Sur le plan de l'architecture technique, GAIB utilise la blockchain comme base, et les contrats intelligents gèrent l'émission de jetons et la distribution des revenus. Cela semble simple, mais sa mise en œuvre peut être complexe. Par exemple, mettre les revenus des robots sur la chaîne nécessite de résoudre les problèmes de latence et d'exactitude des données. De plus, comment le système de double jeton AID et sAID interagit-il ? Est-ce que AID est utilisé pour acheter sAID, et sAID est utilisé pour générer des revenus ? Cette conception doit être soigneusement réfléchie, sinon les utilisateurs risquent d'être confus.
En fin de compte, GAIB est un projet assez intéressant, il essaie de combiner les actifs du monde réel avec DeFi pour créer un écosystème DeFi plus "ancré dans la réalité". Mais cette tentative s'accompagne également de risques. Par exemple, bien que les obligations d'État américaines soient stables, les variations des taux d'intérêt peuvent influencer la perception du marché à leur égard. Les revenus des robots AI, bien que prometteurs, peuvent être directement affectés par la volatilité du marché. De plus, les questions de régulation doivent également être prises en compte, car amener les obligations d'État américaines sur la chaîne pourrait enfreindre certaines limites légales.

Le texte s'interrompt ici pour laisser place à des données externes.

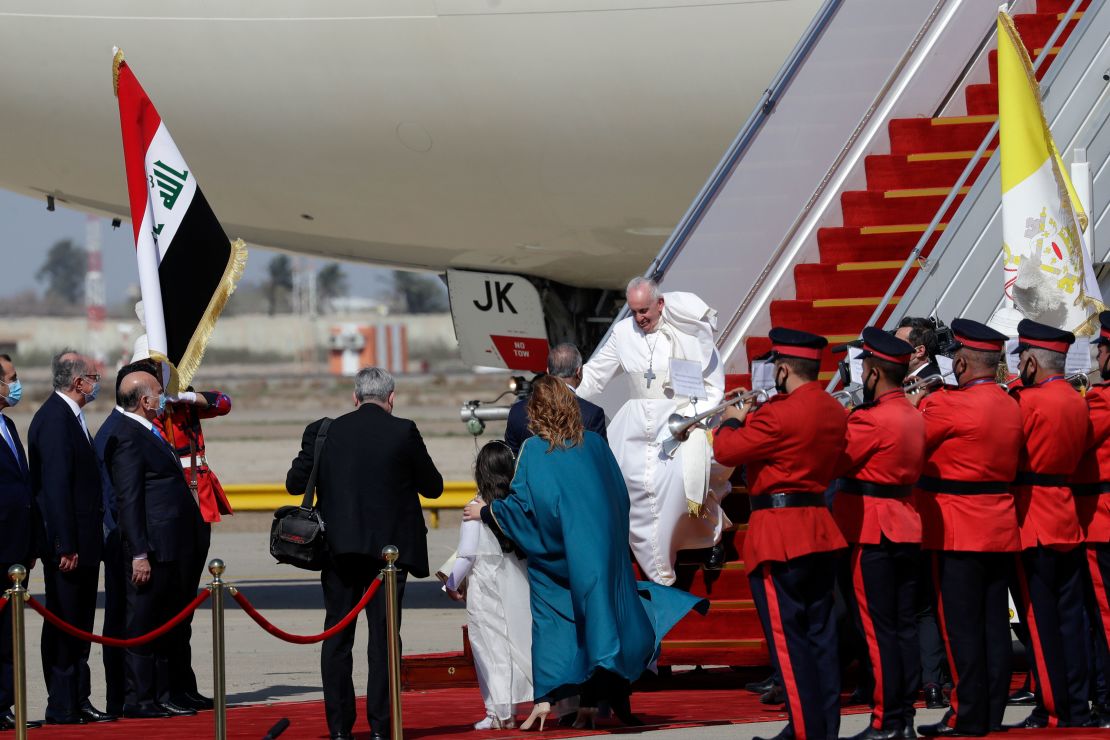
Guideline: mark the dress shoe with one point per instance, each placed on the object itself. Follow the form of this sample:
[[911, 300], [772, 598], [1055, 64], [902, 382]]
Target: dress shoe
[[93, 715], [1031, 722], [941, 730], [715, 560], [760, 687], [144, 711], [934, 697], [72, 719], [871, 733], [192, 700], [775, 696], [175, 710]]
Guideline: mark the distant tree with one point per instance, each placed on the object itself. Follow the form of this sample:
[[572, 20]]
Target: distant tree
[[419, 293], [63, 272], [280, 283], [331, 283]]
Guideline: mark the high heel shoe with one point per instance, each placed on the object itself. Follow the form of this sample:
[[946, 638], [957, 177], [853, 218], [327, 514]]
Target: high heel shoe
[[585, 718], [540, 710]]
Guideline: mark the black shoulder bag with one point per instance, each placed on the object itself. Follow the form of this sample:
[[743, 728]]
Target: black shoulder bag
[[296, 534]]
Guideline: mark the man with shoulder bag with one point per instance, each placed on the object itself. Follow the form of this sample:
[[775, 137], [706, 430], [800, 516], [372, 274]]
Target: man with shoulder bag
[[371, 473]]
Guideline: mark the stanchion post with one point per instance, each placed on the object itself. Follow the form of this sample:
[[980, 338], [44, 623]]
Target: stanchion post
[[219, 677], [17, 574], [393, 634]]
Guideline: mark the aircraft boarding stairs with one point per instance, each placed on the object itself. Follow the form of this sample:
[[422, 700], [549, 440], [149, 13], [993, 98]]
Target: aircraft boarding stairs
[[834, 266]]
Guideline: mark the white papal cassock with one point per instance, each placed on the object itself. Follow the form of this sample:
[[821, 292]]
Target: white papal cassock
[[670, 507]]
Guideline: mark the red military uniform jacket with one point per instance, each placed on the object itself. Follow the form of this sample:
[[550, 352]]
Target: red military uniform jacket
[[1057, 433], [1093, 508], [885, 446], [790, 444], [181, 426], [971, 435]]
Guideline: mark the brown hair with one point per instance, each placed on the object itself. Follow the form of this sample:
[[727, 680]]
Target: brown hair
[[553, 413]]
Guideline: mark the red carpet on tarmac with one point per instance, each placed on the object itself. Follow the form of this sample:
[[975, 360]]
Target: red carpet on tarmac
[[450, 713]]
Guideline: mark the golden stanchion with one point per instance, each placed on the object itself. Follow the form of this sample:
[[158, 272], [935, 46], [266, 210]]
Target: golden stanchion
[[16, 598], [393, 635], [219, 676]]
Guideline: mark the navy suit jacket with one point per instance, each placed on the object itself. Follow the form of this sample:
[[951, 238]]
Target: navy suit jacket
[[516, 429], [66, 480], [100, 444], [157, 512], [19, 516]]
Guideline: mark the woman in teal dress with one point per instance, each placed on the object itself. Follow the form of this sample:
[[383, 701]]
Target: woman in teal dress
[[594, 627]]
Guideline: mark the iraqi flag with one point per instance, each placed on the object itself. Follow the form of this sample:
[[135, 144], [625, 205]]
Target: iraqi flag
[[1046, 264], [188, 267]]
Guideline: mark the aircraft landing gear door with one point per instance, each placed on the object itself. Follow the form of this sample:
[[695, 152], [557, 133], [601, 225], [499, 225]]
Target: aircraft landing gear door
[[498, 321]]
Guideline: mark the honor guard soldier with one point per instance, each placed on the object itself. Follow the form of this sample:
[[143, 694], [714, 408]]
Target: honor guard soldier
[[1057, 431], [1091, 489], [874, 508], [972, 437], [790, 446]]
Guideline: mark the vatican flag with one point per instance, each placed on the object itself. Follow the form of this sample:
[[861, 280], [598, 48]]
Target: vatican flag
[[1047, 267]]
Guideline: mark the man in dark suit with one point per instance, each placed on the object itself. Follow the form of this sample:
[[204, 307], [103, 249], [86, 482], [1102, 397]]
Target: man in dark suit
[[115, 589], [159, 519], [66, 482], [372, 470], [20, 521], [564, 362]]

Si c'était moi, je commencerais par observer leur structure de collatéral, en vérifiant quelle proportion est représentée par les obligations d'État américaines et les stablecoins. De plus, je garderais un œil sur la circulation d'AID ; si un grand nombre d'AID sont soudainement brûlés, cela pourrait indiquer que le système ajuste ses mécanismes. Ensuite, je regarderais quelles entreprises d'IA/robots ont signé des contrats avec GAIB, et si les revenus peuvent être versés à temps.
En gros, GAIB est un projet qui mérite d'être examiné, mais ne vous attendez pas à devenir riche du jour au lendemain. Avant d'investir, posez-vous plusieurs pourquoi, ne vous contentez pas d'écouter les autres vanter les mérites.